Finding ways to serve God
Church council President Deb Barrett said Strause has led the church in God’s mission.
“We are sad, but at the same time thankful for 32 years of shared ministry with Pastor Strause,” she wrote in an email. “He came to us as a young pastor at a time when we were ready to reenvision our mission on the corner of Walnut and Pine. With his leadership, we discovered new ways to serve God through service to those in our community and our world.”
Over the past three decades, Strause declined opportunities to head other congregations or to work in church administration.
“I never felt that it was time for me to step away from my call here at Emmanuel,” he said. “I’ve always felt that a call to something is accompanied with a call away from something.”
His decision to retire was based on several factors.
One is the congregation’s renewed sense of community. Although many members do not live in the neighborhood, he said, “they see their stewardship of this church building as an asset for the neighborhood and have made it available for organizations at little or no cost to meet.”
The church serves as a home for Streams of Life Worship Center, an East African community, and Bhutanese cultural educational programs. And it partners with Bethany Christian Services, among others. Emmanuel also housed the Refugee Center and Community School when Reynolds Middle School was undergoing renovations.
Another factor is the core leadership at the church “who I feel very positive about.”
And there is his age. At 62, he didn’t want to go to another church as an open-ended call.
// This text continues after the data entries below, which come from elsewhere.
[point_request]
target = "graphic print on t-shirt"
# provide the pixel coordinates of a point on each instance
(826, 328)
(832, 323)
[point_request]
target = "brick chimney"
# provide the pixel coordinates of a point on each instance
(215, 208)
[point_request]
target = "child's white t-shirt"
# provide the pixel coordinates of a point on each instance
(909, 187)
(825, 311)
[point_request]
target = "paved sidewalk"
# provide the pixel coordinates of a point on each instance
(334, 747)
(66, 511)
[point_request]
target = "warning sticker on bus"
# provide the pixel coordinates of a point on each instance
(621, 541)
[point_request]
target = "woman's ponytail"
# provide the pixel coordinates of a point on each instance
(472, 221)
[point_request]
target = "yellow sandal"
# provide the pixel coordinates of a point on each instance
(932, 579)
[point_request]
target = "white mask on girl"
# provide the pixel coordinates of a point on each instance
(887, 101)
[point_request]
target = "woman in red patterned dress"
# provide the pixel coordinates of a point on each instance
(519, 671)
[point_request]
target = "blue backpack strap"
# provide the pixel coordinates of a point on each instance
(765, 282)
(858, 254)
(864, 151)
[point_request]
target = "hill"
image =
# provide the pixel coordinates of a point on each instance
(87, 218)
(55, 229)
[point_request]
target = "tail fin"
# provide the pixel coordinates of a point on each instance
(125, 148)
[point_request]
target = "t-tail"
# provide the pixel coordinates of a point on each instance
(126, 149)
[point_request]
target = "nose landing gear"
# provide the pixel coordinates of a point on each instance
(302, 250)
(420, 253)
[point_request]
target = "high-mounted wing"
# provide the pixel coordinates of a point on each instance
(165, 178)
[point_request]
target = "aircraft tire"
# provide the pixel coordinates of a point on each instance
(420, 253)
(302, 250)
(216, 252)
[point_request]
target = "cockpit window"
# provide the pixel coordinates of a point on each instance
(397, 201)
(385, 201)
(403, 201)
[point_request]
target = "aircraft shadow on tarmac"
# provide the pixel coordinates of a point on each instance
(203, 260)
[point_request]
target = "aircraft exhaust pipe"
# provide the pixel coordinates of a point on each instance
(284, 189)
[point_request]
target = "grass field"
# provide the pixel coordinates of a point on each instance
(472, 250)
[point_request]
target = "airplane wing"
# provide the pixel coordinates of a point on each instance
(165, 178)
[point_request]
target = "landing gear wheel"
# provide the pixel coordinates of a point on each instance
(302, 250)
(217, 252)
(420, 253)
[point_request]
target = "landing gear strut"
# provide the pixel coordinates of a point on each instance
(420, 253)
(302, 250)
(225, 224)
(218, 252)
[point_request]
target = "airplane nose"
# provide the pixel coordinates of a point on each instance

Therefore, he plans to make himself available to churches on an interim basis beginning in January.
“I wanted to provide some of the wisdom and experience I have for congregations that are in a time of transition,” he explained.
Privileged to serve
Calling it an “immense privilege ... to walk with people as they go through life changes,” he said, “I’m now at the point where I’m performing marriages for kids that I confirmed.
“And this has really kind of felt like a book end, but I (recently) had a funeral for a young woman who was one of the first teenagers that I confirmed.”
Barrett said Strause has described himself as “chapter in the life of our congregation.”
At a gathering last Sunday, more than 100 people turned out to honor him.
“For me,” she wrote, “the only words that adequately sum up our shared ministry are ‘thanks be to God.’ ”
Strause and his wife, Lois, a retired School District of Lancaster teacher, are the parents of two grown children: Renata, of Washington, D.C., and Dietrich, of Cambridge, Massachusetts.
They plan to travel this fall before he makes himself available as an interim pastor.